Chicken Shawarma Quinoa Tabbouleh Salad Bowls

Credits: Closet Cooking

A perfect recipe for these coming summer days. Light but full of flavor and you could almost say it’s refreshing just by looking at it. After trying it will become one of your favorite and go-to summer recipes. 

Starting from the base of quinoa tabbouleh salad and a topped of tender chicken shawarma, this recipe is made up of powerful ingredients that will delight you and your guests. 

Easy to make there is not much to prepare, chicken is easy to cook and the other ingredients are easy to assemble and prepare, you can have a warming meal ready within half an hour and is great for up to 4 servings. Make this on a nice Sunday lunch or when you are craving a nice light full meal without many carbs. 

Our ingredients for these Chicken Shawarma Quinoa Tabbouleh Salad Bowls will be quinoa tabbouleh, some grilled chicken, hummus, olives, feta cheese, and one avocado. Another thing that is needed is the tahini dressing, based on tahini, lemon juice, garlic, salt, and some water. 
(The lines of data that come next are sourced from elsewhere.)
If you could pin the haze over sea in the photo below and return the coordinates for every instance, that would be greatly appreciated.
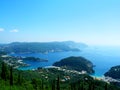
(102, 57)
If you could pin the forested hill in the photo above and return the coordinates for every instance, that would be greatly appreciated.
(76, 63)
(39, 47)
(114, 72)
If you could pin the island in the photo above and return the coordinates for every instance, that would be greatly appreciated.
(41, 47)
(114, 72)
(35, 59)
(76, 63)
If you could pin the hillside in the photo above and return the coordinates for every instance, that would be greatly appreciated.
(76, 63)
(47, 79)
(114, 72)
(39, 47)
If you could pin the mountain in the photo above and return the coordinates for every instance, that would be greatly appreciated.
(114, 72)
(41, 47)
(76, 63)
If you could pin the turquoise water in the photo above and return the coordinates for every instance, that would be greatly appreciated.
(102, 57)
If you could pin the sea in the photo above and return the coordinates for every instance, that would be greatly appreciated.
(103, 58)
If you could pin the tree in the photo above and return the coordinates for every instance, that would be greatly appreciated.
(11, 75)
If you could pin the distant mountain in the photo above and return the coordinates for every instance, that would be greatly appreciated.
(114, 72)
(76, 63)
(41, 47)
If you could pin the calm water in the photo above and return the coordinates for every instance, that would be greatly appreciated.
(102, 57)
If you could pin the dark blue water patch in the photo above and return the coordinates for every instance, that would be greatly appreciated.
(102, 57)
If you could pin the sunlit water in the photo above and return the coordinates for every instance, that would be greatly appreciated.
(102, 57)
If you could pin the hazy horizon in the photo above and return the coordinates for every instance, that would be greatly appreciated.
(91, 22)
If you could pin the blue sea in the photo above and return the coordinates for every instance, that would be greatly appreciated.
(102, 57)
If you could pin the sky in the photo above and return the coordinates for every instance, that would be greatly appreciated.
(94, 22)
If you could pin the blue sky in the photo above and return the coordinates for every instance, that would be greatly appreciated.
(95, 22)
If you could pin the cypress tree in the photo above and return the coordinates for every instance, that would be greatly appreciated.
(53, 85)
(4, 71)
(11, 76)
(58, 83)
(106, 86)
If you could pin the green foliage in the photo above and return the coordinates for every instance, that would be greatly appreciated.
(114, 72)
(36, 47)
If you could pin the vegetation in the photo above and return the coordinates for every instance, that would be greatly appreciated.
(76, 63)
(48, 79)
(34, 59)
(114, 72)
(36, 47)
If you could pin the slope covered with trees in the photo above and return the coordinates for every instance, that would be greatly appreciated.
(76, 63)
(114, 72)
(36, 47)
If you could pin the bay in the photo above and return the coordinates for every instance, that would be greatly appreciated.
(102, 57)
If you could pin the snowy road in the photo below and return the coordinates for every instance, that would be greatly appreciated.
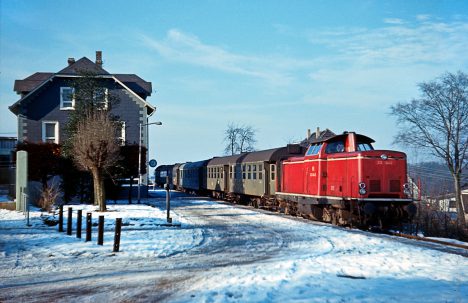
(222, 254)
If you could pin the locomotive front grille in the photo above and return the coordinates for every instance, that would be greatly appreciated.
(395, 186)
(374, 186)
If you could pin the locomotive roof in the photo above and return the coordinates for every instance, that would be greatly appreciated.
(359, 137)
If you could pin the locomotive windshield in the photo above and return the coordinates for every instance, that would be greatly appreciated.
(335, 147)
(361, 146)
(314, 149)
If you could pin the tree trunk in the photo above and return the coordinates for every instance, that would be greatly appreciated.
(459, 201)
(99, 194)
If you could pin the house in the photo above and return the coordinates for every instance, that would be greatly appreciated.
(7, 170)
(46, 100)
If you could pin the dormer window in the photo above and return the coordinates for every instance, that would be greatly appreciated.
(100, 97)
(67, 100)
(120, 129)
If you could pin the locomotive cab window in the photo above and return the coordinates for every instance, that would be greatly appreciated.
(314, 149)
(335, 147)
(361, 146)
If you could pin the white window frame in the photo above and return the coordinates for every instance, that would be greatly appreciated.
(122, 138)
(62, 107)
(56, 133)
(106, 97)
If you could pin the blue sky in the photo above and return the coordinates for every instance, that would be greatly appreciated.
(279, 66)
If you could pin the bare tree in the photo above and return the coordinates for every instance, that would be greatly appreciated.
(438, 122)
(95, 148)
(239, 138)
(246, 139)
(231, 133)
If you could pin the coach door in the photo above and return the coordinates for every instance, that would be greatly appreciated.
(272, 179)
(227, 177)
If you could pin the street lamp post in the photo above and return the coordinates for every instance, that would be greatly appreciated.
(139, 155)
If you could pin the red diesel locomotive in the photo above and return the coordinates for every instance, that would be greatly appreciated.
(343, 180)
(339, 179)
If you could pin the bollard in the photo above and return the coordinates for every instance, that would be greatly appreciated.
(118, 228)
(101, 231)
(69, 222)
(168, 201)
(88, 226)
(78, 223)
(61, 218)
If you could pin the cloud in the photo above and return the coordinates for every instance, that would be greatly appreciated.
(423, 17)
(187, 48)
(398, 43)
(393, 21)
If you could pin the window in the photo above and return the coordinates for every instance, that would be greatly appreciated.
(364, 146)
(314, 149)
(335, 147)
(120, 132)
(67, 100)
(101, 97)
(50, 132)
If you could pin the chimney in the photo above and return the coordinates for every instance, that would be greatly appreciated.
(99, 58)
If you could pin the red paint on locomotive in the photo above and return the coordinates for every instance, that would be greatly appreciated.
(345, 167)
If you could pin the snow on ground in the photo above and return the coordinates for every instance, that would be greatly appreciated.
(223, 253)
(4, 198)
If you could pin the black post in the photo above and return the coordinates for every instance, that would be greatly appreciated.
(118, 228)
(88, 226)
(101, 231)
(168, 201)
(69, 221)
(78, 223)
(61, 218)
(130, 191)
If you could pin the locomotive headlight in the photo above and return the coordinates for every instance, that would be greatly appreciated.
(362, 188)
(406, 189)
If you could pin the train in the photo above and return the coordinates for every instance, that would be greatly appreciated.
(340, 179)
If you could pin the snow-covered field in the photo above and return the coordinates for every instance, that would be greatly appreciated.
(220, 253)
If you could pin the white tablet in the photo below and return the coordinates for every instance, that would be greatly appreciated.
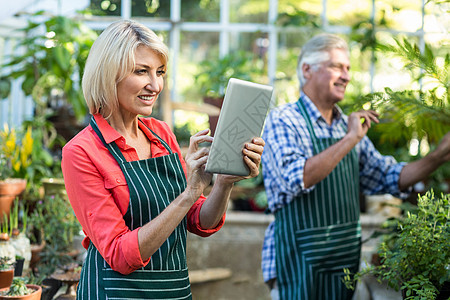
(241, 118)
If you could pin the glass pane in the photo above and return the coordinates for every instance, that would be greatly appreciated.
(200, 11)
(150, 8)
(299, 13)
(402, 15)
(252, 48)
(195, 47)
(106, 7)
(249, 11)
(348, 12)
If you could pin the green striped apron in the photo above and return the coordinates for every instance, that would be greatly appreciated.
(319, 233)
(153, 183)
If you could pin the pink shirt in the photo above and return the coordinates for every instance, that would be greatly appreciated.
(99, 194)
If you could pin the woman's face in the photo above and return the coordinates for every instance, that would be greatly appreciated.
(138, 91)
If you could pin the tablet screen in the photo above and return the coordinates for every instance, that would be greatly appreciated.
(241, 118)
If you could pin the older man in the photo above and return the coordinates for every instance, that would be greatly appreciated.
(315, 163)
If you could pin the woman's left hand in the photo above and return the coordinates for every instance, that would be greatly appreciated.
(252, 157)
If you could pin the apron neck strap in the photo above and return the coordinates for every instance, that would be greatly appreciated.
(160, 139)
(305, 115)
(114, 149)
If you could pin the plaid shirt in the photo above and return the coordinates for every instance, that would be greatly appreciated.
(289, 145)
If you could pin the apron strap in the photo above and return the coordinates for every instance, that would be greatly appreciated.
(305, 115)
(114, 149)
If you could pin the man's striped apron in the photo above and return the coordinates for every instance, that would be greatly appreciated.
(319, 233)
(153, 183)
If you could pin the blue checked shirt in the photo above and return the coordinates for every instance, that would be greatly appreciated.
(289, 145)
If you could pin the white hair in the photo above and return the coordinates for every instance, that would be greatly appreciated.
(316, 51)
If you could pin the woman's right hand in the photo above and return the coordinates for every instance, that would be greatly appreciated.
(196, 157)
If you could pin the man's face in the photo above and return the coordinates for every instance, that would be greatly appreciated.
(329, 80)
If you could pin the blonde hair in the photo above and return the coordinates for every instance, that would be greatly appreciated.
(316, 50)
(111, 59)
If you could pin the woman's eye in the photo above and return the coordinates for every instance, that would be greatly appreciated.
(141, 71)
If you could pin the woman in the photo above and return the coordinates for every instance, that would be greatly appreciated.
(128, 184)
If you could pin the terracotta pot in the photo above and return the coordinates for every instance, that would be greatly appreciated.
(36, 295)
(9, 190)
(6, 278)
(36, 254)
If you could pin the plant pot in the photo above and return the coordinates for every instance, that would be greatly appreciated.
(36, 295)
(10, 189)
(36, 254)
(6, 278)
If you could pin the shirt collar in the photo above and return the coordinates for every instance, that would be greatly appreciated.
(109, 134)
(314, 113)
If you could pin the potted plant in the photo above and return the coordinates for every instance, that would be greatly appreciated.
(213, 77)
(20, 290)
(6, 271)
(19, 240)
(15, 154)
(55, 49)
(58, 227)
(416, 258)
(420, 114)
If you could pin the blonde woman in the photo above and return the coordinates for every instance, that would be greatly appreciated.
(128, 184)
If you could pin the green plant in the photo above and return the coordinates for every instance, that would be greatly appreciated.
(213, 75)
(5, 263)
(14, 155)
(53, 62)
(18, 288)
(416, 257)
(423, 113)
(56, 224)
(413, 115)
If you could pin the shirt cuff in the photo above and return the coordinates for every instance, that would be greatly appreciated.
(131, 252)
(194, 220)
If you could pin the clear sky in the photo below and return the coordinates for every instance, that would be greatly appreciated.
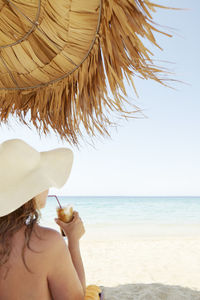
(156, 155)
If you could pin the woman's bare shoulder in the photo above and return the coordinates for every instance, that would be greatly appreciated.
(48, 235)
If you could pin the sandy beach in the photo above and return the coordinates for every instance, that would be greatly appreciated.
(143, 262)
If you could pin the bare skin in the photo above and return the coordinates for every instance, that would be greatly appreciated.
(58, 269)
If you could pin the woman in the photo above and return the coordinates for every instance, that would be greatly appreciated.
(35, 262)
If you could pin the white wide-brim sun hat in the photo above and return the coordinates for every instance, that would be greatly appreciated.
(25, 172)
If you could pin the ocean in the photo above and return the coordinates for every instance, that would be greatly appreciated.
(128, 210)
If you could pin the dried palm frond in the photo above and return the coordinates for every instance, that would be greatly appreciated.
(56, 56)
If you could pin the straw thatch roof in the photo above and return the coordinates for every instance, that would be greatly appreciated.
(55, 57)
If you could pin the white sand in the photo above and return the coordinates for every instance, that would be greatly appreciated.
(141, 262)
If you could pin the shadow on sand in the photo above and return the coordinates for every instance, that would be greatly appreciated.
(153, 291)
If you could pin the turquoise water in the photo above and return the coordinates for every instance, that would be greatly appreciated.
(126, 210)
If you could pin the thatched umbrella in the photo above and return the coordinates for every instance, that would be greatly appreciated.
(55, 57)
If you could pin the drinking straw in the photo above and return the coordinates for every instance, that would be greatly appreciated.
(56, 199)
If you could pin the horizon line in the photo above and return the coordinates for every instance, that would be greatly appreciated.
(129, 196)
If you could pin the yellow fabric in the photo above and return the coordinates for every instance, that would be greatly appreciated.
(92, 292)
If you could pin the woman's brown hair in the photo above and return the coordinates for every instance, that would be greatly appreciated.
(27, 214)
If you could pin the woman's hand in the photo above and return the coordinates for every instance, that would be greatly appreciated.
(74, 230)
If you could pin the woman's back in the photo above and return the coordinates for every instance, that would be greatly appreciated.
(16, 283)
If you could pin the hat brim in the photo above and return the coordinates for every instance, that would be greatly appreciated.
(53, 170)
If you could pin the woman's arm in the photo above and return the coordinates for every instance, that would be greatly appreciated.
(74, 249)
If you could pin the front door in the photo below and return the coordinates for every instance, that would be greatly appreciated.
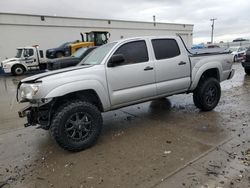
(134, 80)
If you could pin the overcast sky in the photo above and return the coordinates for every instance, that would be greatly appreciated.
(233, 17)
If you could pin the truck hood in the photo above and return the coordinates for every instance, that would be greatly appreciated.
(37, 77)
(63, 60)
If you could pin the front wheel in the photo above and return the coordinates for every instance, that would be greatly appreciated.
(207, 94)
(77, 125)
(247, 71)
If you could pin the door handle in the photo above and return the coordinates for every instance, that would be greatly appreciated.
(148, 68)
(182, 63)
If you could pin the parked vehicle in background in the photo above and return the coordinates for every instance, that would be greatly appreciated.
(26, 59)
(57, 52)
(73, 60)
(69, 102)
(240, 40)
(213, 46)
(198, 46)
(246, 61)
(237, 52)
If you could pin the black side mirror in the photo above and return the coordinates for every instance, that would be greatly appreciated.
(116, 60)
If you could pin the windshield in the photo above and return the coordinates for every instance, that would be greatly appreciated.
(19, 53)
(79, 52)
(97, 55)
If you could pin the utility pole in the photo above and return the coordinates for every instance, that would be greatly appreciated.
(212, 34)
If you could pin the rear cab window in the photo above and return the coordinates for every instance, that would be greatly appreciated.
(165, 48)
(134, 52)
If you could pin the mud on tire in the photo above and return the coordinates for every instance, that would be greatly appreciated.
(207, 94)
(77, 125)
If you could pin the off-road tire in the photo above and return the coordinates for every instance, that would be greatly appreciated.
(60, 123)
(17, 70)
(207, 94)
(247, 71)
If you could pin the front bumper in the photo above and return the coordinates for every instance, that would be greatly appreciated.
(30, 113)
(231, 74)
(37, 115)
(246, 65)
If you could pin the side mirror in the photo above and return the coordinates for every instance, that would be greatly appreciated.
(116, 60)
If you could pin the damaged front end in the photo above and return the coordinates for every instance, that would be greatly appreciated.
(38, 112)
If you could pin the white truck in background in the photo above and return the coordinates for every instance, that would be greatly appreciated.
(26, 59)
(70, 101)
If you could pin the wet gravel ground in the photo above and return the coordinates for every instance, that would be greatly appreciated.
(163, 143)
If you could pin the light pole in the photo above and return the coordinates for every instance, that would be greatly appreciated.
(212, 34)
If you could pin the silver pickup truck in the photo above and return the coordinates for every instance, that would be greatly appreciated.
(70, 101)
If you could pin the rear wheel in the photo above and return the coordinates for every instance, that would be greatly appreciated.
(247, 71)
(17, 70)
(77, 125)
(207, 94)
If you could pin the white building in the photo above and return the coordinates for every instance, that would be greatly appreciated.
(18, 30)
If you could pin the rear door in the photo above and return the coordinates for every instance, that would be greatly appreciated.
(171, 65)
(135, 79)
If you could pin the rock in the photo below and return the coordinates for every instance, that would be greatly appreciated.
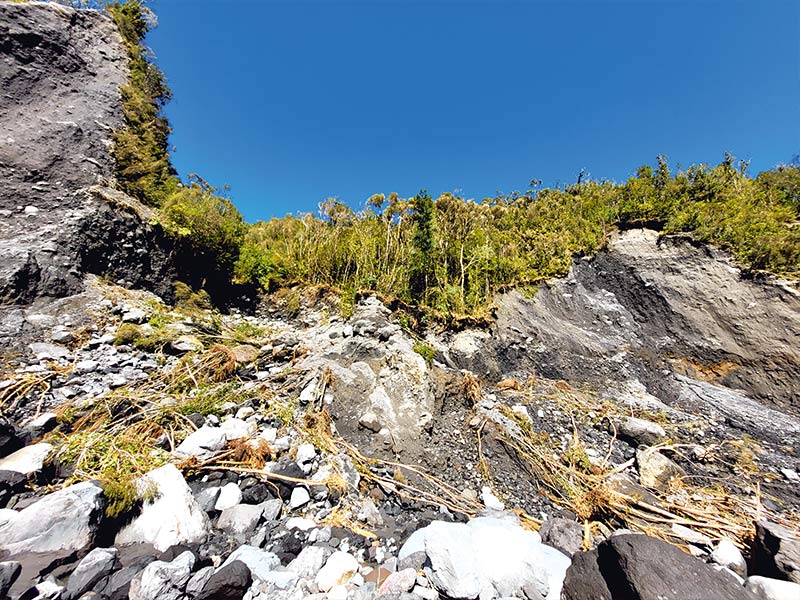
(245, 353)
(10, 437)
(776, 552)
(369, 420)
(644, 568)
(65, 520)
(203, 443)
(163, 580)
(640, 431)
(99, 563)
(338, 570)
(655, 469)
(398, 582)
(562, 534)
(230, 582)
(240, 518)
(259, 562)
(9, 572)
(309, 562)
(490, 500)
(767, 588)
(184, 344)
(134, 315)
(236, 429)
(229, 496)
(198, 581)
(300, 497)
(305, 454)
(173, 517)
(727, 555)
(27, 460)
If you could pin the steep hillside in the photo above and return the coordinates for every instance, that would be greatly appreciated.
(627, 428)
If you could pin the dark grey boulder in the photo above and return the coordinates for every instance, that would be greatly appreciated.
(228, 583)
(776, 552)
(637, 567)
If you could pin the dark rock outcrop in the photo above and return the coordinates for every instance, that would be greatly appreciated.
(637, 567)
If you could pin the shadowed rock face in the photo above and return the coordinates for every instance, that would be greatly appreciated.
(653, 317)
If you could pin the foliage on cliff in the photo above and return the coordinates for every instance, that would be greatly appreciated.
(451, 255)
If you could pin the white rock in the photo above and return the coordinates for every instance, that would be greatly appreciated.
(300, 497)
(259, 562)
(490, 500)
(27, 460)
(163, 580)
(63, 520)
(173, 517)
(773, 589)
(229, 496)
(338, 570)
(726, 554)
(202, 443)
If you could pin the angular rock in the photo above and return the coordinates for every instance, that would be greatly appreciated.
(9, 572)
(260, 562)
(562, 534)
(27, 460)
(644, 568)
(203, 443)
(99, 563)
(767, 588)
(655, 469)
(65, 520)
(163, 580)
(230, 582)
(173, 517)
(776, 552)
(338, 569)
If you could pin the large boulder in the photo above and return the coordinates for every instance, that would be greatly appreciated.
(65, 520)
(490, 556)
(172, 517)
(637, 567)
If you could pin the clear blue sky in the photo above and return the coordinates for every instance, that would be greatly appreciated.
(293, 102)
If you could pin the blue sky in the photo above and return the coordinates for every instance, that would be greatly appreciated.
(293, 102)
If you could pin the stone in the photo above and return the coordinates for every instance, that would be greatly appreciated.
(398, 582)
(163, 580)
(645, 568)
(203, 443)
(300, 497)
(562, 534)
(134, 315)
(172, 517)
(640, 431)
(309, 562)
(245, 353)
(767, 588)
(99, 563)
(727, 555)
(776, 552)
(260, 562)
(65, 520)
(240, 518)
(9, 572)
(27, 460)
(338, 570)
(490, 500)
(229, 496)
(306, 453)
(655, 469)
(230, 582)
(369, 420)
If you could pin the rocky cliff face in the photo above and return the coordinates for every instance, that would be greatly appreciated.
(60, 71)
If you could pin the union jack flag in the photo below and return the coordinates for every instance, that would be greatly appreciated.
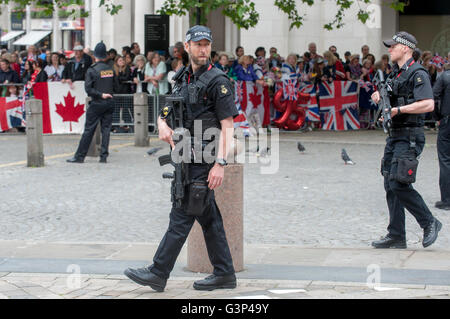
(339, 105)
(290, 90)
(438, 61)
(11, 113)
(308, 100)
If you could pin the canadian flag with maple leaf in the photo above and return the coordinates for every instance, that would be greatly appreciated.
(63, 108)
(253, 98)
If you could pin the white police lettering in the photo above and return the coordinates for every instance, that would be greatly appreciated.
(198, 309)
(403, 41)
(201, 33)
(246, 308)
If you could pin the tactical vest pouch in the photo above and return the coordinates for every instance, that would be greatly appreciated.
(406, 170)
(198, 199)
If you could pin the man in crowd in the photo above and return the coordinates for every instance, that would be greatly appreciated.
(215, 112)
(275, 60)
(77, 67)
(312, 48)
(135, 48)
(365, 51)
(441, 91)
(6, 74)
(332, 49)
(412, 96)
(99, 86)
(180, 53)
(112, 54)
(260, 51)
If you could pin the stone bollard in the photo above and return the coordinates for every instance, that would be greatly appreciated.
(95, 146)
(35, 144)
(140, 102)
(230, 200)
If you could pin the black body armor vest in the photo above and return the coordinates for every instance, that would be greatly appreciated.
(195, 95)
(403, 94)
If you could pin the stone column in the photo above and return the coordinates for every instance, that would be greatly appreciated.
(141, 8)
(230, 200)
(95, 146)
(140, 106)
(35, 145)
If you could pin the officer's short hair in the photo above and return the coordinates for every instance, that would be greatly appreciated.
(139, 57)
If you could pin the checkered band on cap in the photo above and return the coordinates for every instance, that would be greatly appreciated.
(404, 41)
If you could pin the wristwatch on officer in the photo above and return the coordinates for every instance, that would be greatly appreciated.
(222, 162)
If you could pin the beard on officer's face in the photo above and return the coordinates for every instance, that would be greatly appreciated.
(199, 61)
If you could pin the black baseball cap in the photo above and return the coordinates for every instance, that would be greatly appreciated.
(100, 51)
(197, 33)
(402, 37)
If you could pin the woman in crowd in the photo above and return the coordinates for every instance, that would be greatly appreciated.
(222, 63)
(353, 70)
(427, 56)
(28, 71)
(175, 66)
(15, 63)
(317, 75)
(367, 71)
(55, 69)
(129, 58)
(289, 67)
(387, 68)
(334, 70)
(41, 75)
(155, 75)
(138, 74)
(62, 60)
(244, 70)
(122, 76)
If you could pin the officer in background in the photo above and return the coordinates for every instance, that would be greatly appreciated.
(411, 97)
(216, 109)
(441, 92)
(99, 86)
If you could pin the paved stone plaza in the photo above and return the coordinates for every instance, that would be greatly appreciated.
(313, 203)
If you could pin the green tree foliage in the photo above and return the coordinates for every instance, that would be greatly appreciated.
(242, 12)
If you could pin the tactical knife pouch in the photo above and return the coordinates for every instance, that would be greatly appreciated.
(198, 199)
(406, 170)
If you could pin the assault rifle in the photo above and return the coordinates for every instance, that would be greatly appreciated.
(385, 107)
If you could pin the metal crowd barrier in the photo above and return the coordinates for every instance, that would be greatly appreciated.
(123, 116)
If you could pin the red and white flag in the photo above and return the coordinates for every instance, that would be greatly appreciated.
(11, 113)
(63, 108)
(254, 98)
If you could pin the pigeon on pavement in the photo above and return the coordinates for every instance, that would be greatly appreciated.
(346, 158)
(153, 150)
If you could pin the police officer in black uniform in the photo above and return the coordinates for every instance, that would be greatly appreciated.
(99, 85)
(441, 90)
(411, 97)
(215, 108)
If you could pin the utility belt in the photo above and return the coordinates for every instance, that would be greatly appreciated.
(404, 168)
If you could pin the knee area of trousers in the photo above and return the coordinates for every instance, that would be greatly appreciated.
(397, 187)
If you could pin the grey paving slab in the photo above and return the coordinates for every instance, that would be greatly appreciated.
(314, 200)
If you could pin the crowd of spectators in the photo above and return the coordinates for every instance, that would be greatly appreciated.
(153, 73)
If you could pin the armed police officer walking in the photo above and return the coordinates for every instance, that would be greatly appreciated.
(441, 91)
(99, 86)
(411, 97)
(208, 99)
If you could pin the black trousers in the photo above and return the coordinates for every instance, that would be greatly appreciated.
(399, 195)
(179, 227)
(97, 112)
(443, 147)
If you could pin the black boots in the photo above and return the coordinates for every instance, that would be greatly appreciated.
(143, 276)
(389, 242)
(216, 282)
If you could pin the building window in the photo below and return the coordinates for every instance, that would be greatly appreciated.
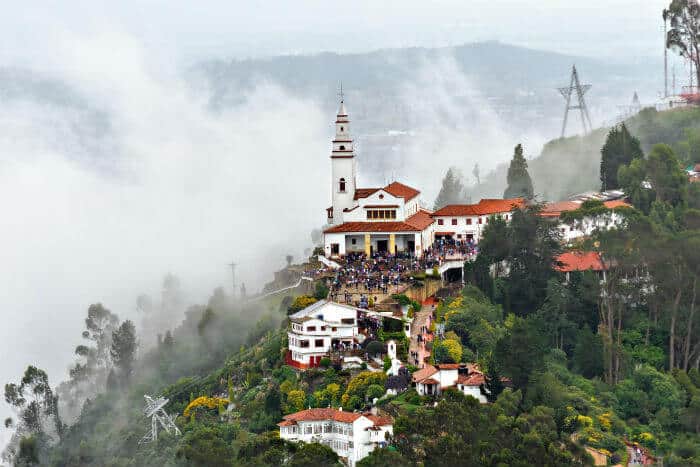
(381, 214)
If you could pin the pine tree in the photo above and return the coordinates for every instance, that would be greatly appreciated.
(620, 148)
(123, 349)
(519, 181)
(452, 190)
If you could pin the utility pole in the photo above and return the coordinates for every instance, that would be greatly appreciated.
(579, 89)
(233, 279)
(665, 16)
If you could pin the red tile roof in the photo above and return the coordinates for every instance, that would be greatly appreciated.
(448, 366)
(401, 191)
(423, 373)
(379, 420)
(483, 207)
(580, 261)
(618, 203)
(314, 415)
(364, 192)
(430, 381)
(555, 209)
(416, 223)
(322, 414)
(474, 379)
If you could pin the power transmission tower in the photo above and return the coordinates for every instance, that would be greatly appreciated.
(154, 411)
(579, 89)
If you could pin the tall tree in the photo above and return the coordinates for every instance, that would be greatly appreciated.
(452, 190)
(519, 181)
(619, 149)
(684, 34)
(123, 349)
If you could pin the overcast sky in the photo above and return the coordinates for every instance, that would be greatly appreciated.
(191, 30)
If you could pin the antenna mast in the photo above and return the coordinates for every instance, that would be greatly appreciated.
(579, 89)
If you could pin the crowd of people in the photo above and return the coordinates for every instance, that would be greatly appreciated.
(368, 277)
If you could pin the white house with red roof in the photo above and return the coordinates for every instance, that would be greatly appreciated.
(316, 329)
(466, 378)
(466, 222)
(351, 435)
(386, 219)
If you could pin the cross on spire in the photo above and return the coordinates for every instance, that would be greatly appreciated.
(340, 93)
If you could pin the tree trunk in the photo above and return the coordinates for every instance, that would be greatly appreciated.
(689, 332)
(672, 331)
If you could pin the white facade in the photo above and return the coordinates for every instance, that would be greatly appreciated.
(313, 331)
(367, 220)
(343, 167)
(351, 435)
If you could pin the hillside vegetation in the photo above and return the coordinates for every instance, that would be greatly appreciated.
(568, 166)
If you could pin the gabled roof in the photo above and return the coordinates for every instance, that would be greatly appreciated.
(416, 223)
(555, 209)
(423, 373)
(364, 192)
(580, 261)
(337, 415)
(617, 203)
(474, 379)
(401, 191)
(314, 307)
(483, 207)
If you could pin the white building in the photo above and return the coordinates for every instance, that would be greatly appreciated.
(351, 435)
(466, 222)
(584, 227)
(383, 220)
(314, 331)
(433, 380)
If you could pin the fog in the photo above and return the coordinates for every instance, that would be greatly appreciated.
(171, 187)
(115, 170)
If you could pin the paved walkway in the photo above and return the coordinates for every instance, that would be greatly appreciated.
(420, 334)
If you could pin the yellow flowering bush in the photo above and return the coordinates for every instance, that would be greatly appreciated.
(605, 421)
(204, 401)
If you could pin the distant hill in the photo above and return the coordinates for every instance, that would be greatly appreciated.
(567, 166)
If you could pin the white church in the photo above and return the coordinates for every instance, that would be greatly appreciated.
(371, 220)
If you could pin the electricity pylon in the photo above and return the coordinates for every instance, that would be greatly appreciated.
(576, 87)
(154, 410)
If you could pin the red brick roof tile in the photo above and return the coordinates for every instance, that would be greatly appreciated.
(416, 223)
(401, 191)
(483, 207)
(580, 261)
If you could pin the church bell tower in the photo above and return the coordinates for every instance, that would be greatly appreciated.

So we are making three dishes into one, you can buy most of these stores made, or pre-made like the quinoa salad the same as the hummus, or you can make them from scratch which means you will take a long time preparing this meal. If you decide to make hummus, it is best to make them the night before, so you can save some time. 

For the quinoa salad, simply boil some water and add the quinoa, once it’s tender mix the chopped tomatoes, cucumber, parsley, mint, and some green onion, spray some lemon juice, add extra salt and pepper and a touch of olive oil. 

To make Chicken Shawarma Quinoa Tabbouleh Salad Bowls you will need boneless chicken breasts and marinate them with lemon juice, garlic, and shawarma seasoning (a mix of cumin, coriander, paprika, turmeric powder, cayenne, ground cloves, nutmeg, cinnamon, black pepper, and salt). Then simply cook it at medium heat. 

For a smooth chickpea hummus, you will need to place the chickpeas in a bowl of water and mix with baking soda the night before. The next day you need to boil your chickpeas until they get soft enough for you to be able to mash them with your fingers and peel the skin. Make a puree with the peeled chickpeas and mix in a blender or food processor with some tahini, garlic and lemon juice. 

The only thing you need to do once you have your hummus, quinoa salad and grilled chicken shawarma sliced is to assemble your salad, your base being the quinoa salad, then you add some of the hummus, top it with the sliced grilled chicken shawarma and top it with the lemon tahini dressing. Garnish your salad with some avocado slices, feta cheese, and olives.